Doctor Shaller does not believe that any definite technique for the use of electricity can be given which must be specifically followed in order to relieve pain. In his opinion every individual will probably find that pain can be relieved by any kind of electricity, applied in almost any way, the

chief consideration being the dose, i. e., the length of time of application.
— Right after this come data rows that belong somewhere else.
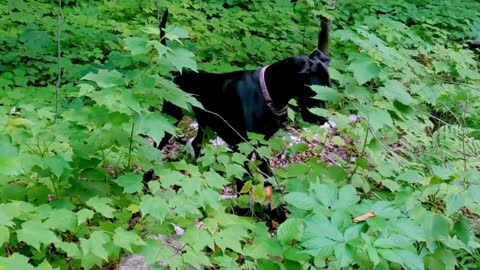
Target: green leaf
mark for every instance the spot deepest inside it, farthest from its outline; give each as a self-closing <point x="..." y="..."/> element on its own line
<point x="198" y="238"/>
<point x="72" y="249"/>
<point x="155" y="125"/>
<point x="300" y="200"/>
<point x="136" y="45"/>
<point x="94" y="246"/>
<point x="61" y="219"/>
<point x="344" y="254"/>
<point x="15" y="262"/>
<point x="130" y="182"/>
<point x="454" y="203"/>
<point x="326" y="93"/>
<point x="154" y="206"/>
<point x="438" y="226"/>
<point x="101" y="205"/>
<point x="443" y="172"/>
<point x="197" y="259"/>
<point x="105" y="78"/>
<point x="154" y="251"/>
<point x="84" y="215"/>
<point x="181" y="58"/>
<point x="410" y="176"/>
<point x="35" y="233"/>
<point x="336" y="173"/>
<point x="45" y="266"/>
<point x="290" y="230"/>
<point x="264" y="264"/>
<point x="4" y="235"/>
<point x="364" y="69"/>
<point x="56" y="164"/>
<point x="394" y="90"/>
<point x="125" y="239"/>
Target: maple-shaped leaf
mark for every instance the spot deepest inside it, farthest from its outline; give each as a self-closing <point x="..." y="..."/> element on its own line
<point x="155" y="125"/>
<point x="4" y="235"/>
<point x="181" y="58"/>
<point x="394" y="90"/>
<point x="84" y="215"/>
<point x="154" y="206"/>
<point x="101" y="205"/>
<point x="105" y="78"/>
<point x="61" y="219"/>
<point x="125" y="239"/>
<point x="95" y="245"/>
<point x="72" y="249"/>
<point x="136" y="45"/>
<point x="130" y="182"/>
<point x="364" y="69"/>
<point x="34" y="233"/>
<point x="15" y="261"/>
<point x="56" y="164"/>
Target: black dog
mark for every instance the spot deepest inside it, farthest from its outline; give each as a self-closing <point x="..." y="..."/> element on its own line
<point x="256" y="100"/>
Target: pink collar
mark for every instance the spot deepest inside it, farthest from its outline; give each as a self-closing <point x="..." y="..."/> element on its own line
<point x="266" y="95"/>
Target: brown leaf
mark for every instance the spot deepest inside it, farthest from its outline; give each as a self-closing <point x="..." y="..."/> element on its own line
<point x="369" y="214"/>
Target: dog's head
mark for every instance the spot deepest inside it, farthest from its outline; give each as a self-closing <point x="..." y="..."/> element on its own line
<point x="294" y="76"/>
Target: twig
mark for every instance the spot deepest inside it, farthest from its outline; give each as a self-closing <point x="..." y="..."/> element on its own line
<point x="130" y="146"/>
<point x="59" y="67"/>
<point x="254" y="149"/>
<point x="361" y="154"/>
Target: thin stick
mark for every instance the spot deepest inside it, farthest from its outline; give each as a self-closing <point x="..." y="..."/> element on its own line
<point x="59" y="67"/>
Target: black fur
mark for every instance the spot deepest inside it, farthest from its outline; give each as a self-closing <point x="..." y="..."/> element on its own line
<point x="236" y="97"/>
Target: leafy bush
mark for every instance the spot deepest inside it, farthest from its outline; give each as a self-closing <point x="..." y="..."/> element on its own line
<point x="406" y="194"/>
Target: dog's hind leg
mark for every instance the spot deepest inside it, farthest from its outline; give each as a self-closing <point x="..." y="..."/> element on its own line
<point x="175" y="112"/>
<point x="197" y="142"/>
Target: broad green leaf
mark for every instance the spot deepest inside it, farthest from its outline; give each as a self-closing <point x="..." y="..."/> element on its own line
<point x="101" y="205"/>
<point x="105" y="78"/>
<point x="72" y="249"/>
<point x="410" y="176"/>
<point x="35" y="233"/>
<point x="15" y="262"/>
<point x="300" y="200"/>
<point x="181" y="58"/>
<point x="443" y="172"/>
<point x="394" y="90"/>
<point x="290" y="230"/>
<point x="130" y="182"/>
<point x="94" y="246"/>
<point x="377" y="118"/>
<point x="155" y="125"/>
<point x="197" y="259"/>
<point x="136" y="45"/>
<point x="327" y="93"/>
<point x="265" y="264"/>
<point x="154" y="206"/>
<point x="45" y="266"/>
<point x="438" y="227"/>
<point x="327" y="193"/>
<point x="4" y="235"/>
<point x="364" y="69"/>
<point x="344" y="254"/>
<point x="61" y="219"/>
<point x="84" y="215"/>
<point x="154" y="251"/>
<point x="125" y="239"/>
<point x="454" y="202"/>
<point x="198" y="238"/>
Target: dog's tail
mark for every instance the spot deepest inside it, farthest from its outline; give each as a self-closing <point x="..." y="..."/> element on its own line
<point x="323" y="35"/>
<point x="161" y="26"/>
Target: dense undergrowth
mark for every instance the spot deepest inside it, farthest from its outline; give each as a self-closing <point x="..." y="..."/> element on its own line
<point x="71" y="154"/>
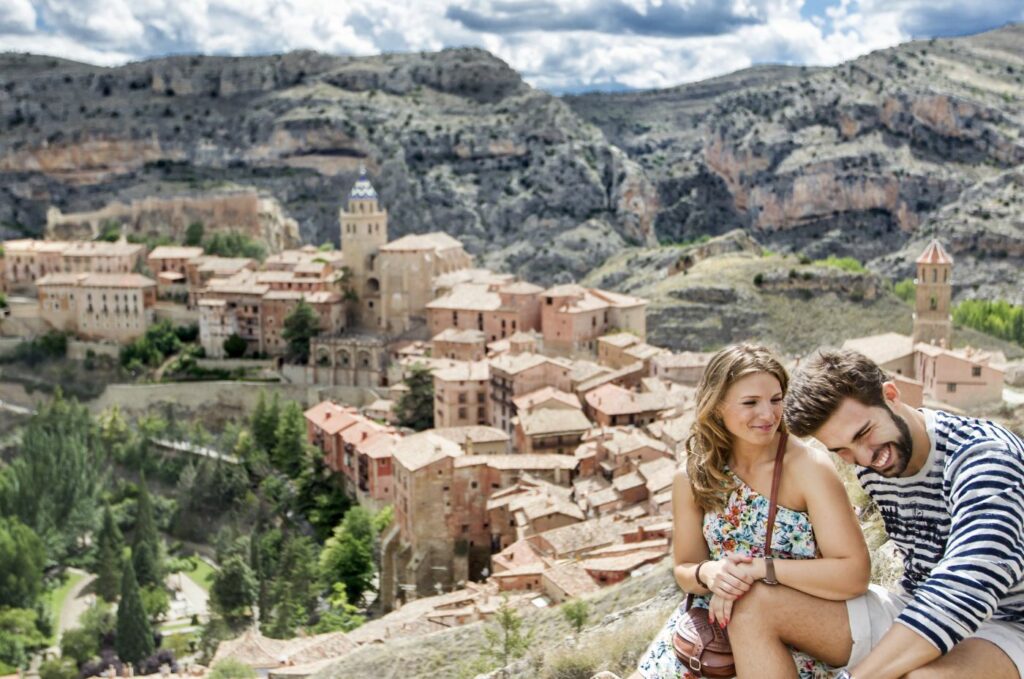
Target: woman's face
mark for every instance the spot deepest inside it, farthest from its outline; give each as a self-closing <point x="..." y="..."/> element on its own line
<point x="752" y="408"/>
Massage may be employed in the treatment of pain, since in nearly all painful conditions there exists muscular contraction (tonic), and the relaxation of these muscles follows gentle stroking, deep kneading, or rolling the muscles between the hands. Complete general relaxation of the patient is the chief feature. The tension must be reduced and the mind must be calmed. When complete muscle relaxation is produced pain is relieved.

Doctor Shaller has also used the vibrator for the relief of pain, applying it directly over the muscles until the pain has disappeared. He does not believe that the stroke or the rapidity are of great importance. The exit of the spinal nerve which is connected with the seat of pain, directly or through the sympathetic system, should be vibrated. The doctor states that while he is a so-called regular, he has relieved severe intercostal and sciatic pains and migraines by means of chiropractice or spinal adjustments, and considers this method worth investigation.

In treating neuralgic or neuritic pains, Doctor Shaller advocates direct treatment to the spine, at the exit of the spinal nerve which is connected with the painful area. Sometimes this nerve is tender along its entire course; again the pain may be reflected and the structures over the exit of the spinal nerves are tender on pressure. In these conditions, vibration or the chiropractic thrust will afford relief.

In cases of myalgia he employs vibration directly over the muscle, or at the exit of the spinal nerve which supplies the muscle, i. e., where it leaves the vertebræ. A stimulating ointment, such as Rubifax, vigorously applied with the hand, will often be found useful in the treatment of myalgia, as well as the use of the hot water bag. As for medicinal remedies, he has found cimicifuga, bryonia, rhus tox and aspirin of value in this condition.